Many children aspire to reach for the stars with NASA. At Plymouth, students are getting the chance to work with that very organization.
Professor James Koermer has taken advantage of a space grant program funded by NASA to give PSU students a taste of real meteorology work. The grant provides them with a certain amount of money per year for undergraduates, graduate fellowships and summer programs. “One of the purposes of the program is to get people to continue with math/sciences career, with hopes that they will provide the future workforce for NASA,” said Koermer.
The project that Koermer and his students have been working on is less about the stars and outer space and more down to earth. Each summer, Koermer takes one to two students to the Kennedy Space Center in Cape Canaveral, Fla.
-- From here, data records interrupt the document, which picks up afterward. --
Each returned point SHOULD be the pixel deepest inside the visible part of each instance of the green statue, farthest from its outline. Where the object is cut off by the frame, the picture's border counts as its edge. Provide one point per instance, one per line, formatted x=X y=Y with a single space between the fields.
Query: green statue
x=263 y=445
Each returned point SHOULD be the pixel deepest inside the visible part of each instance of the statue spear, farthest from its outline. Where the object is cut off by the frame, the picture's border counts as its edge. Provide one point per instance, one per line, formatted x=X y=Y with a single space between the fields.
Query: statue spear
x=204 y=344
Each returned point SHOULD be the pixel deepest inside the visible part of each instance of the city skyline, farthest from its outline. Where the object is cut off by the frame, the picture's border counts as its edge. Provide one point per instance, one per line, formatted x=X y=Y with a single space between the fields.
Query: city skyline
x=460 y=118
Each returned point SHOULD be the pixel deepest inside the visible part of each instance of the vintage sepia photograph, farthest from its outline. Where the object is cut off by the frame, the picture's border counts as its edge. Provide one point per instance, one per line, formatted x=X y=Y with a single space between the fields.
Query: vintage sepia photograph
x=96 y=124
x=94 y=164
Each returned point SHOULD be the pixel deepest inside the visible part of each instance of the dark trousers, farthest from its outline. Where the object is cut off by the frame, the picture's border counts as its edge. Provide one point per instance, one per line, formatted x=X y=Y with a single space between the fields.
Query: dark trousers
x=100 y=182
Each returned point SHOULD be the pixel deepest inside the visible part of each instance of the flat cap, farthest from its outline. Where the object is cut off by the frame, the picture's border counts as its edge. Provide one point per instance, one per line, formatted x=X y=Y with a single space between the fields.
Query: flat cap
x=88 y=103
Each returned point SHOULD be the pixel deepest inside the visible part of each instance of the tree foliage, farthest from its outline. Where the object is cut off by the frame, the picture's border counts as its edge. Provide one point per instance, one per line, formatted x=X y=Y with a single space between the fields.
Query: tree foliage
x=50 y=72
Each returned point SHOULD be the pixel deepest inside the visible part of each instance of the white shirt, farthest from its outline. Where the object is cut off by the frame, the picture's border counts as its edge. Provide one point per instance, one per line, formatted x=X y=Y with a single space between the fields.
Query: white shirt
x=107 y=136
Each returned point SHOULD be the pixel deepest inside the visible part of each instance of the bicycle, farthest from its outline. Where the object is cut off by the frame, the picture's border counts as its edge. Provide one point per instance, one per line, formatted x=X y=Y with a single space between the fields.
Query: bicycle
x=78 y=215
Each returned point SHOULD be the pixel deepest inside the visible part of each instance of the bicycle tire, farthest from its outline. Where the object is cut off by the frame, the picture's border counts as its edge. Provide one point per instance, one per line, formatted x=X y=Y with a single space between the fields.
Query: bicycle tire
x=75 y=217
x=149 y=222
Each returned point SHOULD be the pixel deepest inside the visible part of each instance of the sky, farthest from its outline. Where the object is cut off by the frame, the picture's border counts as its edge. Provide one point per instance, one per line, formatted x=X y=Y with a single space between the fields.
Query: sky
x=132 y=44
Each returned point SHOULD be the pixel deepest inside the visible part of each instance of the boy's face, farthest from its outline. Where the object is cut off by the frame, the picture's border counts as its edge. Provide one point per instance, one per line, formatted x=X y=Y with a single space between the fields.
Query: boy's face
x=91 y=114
There, they have been using the equipment in order to monitor winds.
Koermer began taking students to the space center in the summer of 2005. The first summer, only one student went, but since then there have been two or more.
The experiments they work on have been ongoing, “The main focus of our research is to provide tools that forecasters can use to predict strong winds with thunderstorms,” said Koermer.
One way to achieve this is to monitor the data that the current tools bring in. There are about 42 weather towers around the space center, each providing weather information. The towers have sensors at different intervals of height that record weather data in five minute increments, which is then analyzed by Koermer and his students. “There is 13 years of data from May to Sept… that’s when most of the storms are going to occur, during those 5 months,” said Koermer.
The students look at the types of thunderstorms that come in and try to predict the warning signs for those with high-speed winds. Most storm indicators are put into play in storms in locations that are not coastal. For instance, the sea breeze plays a part in wind indicators in coastal areas, which is one thing that Koermer and his team have to take into consideration in their research.
Koermer and his students have caught quite a few problems in the data. If one sensor is reporting high speed winds and others around it are reporting much lower speeds, it is likely that that sensor is broken, and this is part of what Koermer and his students look for.
The experience also serves to give practical experience to the potential forecasters. “When you’re training a forecaster, they’ll kind of see, ‘Well, it’s 7:00 in the morning, you probably won’t see any events,'” said Koermer.
Students who participate in this program have gone on to other things as well. Koermer says that students have gone on to grad school or even to work for NASA. The work that the students do with Koermer allows them to get connected with other interns and people from NASA. Certainly, the dream of working for NASA is not out of reach, and this program can help it to come true.